This topic contains 4 replies, has 2 voices, and was last updated by David B. Grinberg 5 years, 4 months ago.
April 4, 2013 at 2:16 am #177733
Hispanics/Latinos are the fastest growing segment of the American population, according to the U.S. Census Bureau.
Yet many experts and advocacy groups consider Hispanics/Latinos to be an “underserved” community in terms of citizen engagement and customer service by government at all levels.
1) Does your agency communicate in Spanish on social media?
2) If so, what has been your experience?
3) If not, why?
4) If so, which social media platforms does your agency use?
Do you have a Spanish language Twitter handle, for example?
What about Facebook, YouTube, and other sites?
April 9, 2013 at 3:31 am #177739
Thanks for those insightful comments, Rafael.
First, being bi-lingual or tri-lingual is definitely an asset in today’s multi-cultural, multi-ethnic, multi-racial society and workplace – including, if not especially, for government.
Every government agency should assess their workforce in terms of bi-lingual fluency and leverage such human capital to enhance communications and citizen engagement, as appropriate — not to mention improving customer service. Social media appears to be an obvious mechanism for government to reach more segments of a nation increasingly rich in diversity.
Second, some agencies already have Spanish-language Twitter handles, YouTube channels, websites, etc. This is a positive development, in my opinion, which Uncle Sam should further embrace. Moreover, while this may be a good start, it begs the next question:
If government is communicating in Spanish via social media, than what about other languages?
What criteria will determine how and when government reaches out to various diverse communities in their native languages on social media platforms?
What about further leveraging social media to reach people with disabilities via new and evolving interactive technology?

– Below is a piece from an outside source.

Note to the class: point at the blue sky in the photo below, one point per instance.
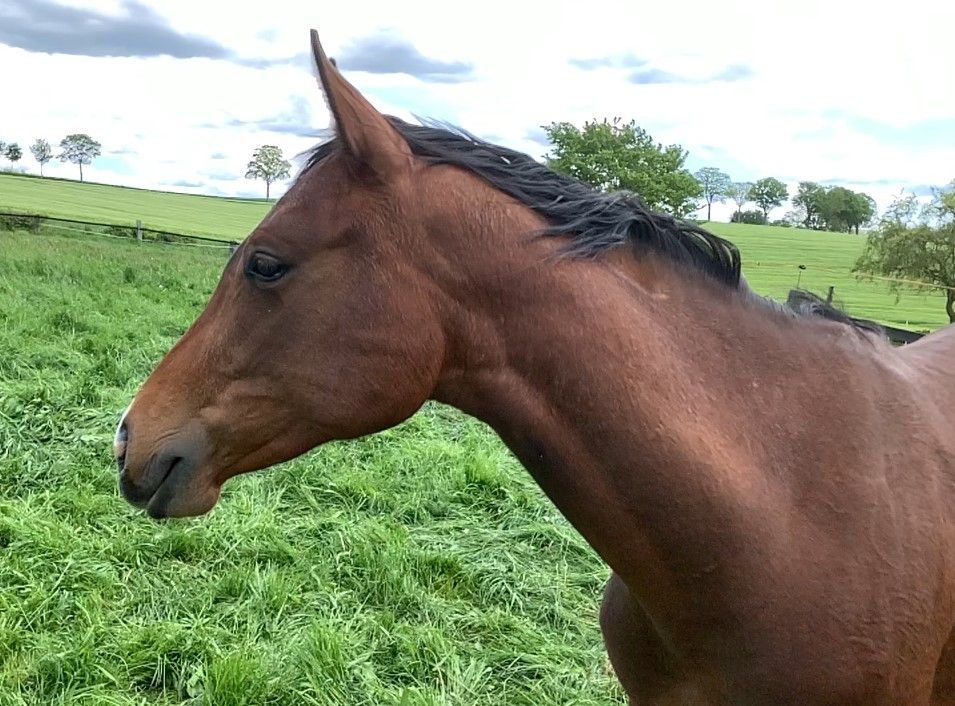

Finally, what’s the alternative option, English-only?
It will be interesting to observe how these issues play out government-wide at all levels as the face of America continues to change.
April 11, 2013 at 3:52 am #177735
Yes, some agencies are doing this, but not nearly enough, in my opinion.
Change is never easy in the entrenched bureaucratic culture of government. Some agencies are still catching up on social media generally. Baby steps.
Others may favor an English-Only policy for all government communications — via social media and otherwise. Yet if you want to really reach people, you have to speak their language, literally and figuratively.
Thanks again for sharing your valuable feedback on this topic, Rafael.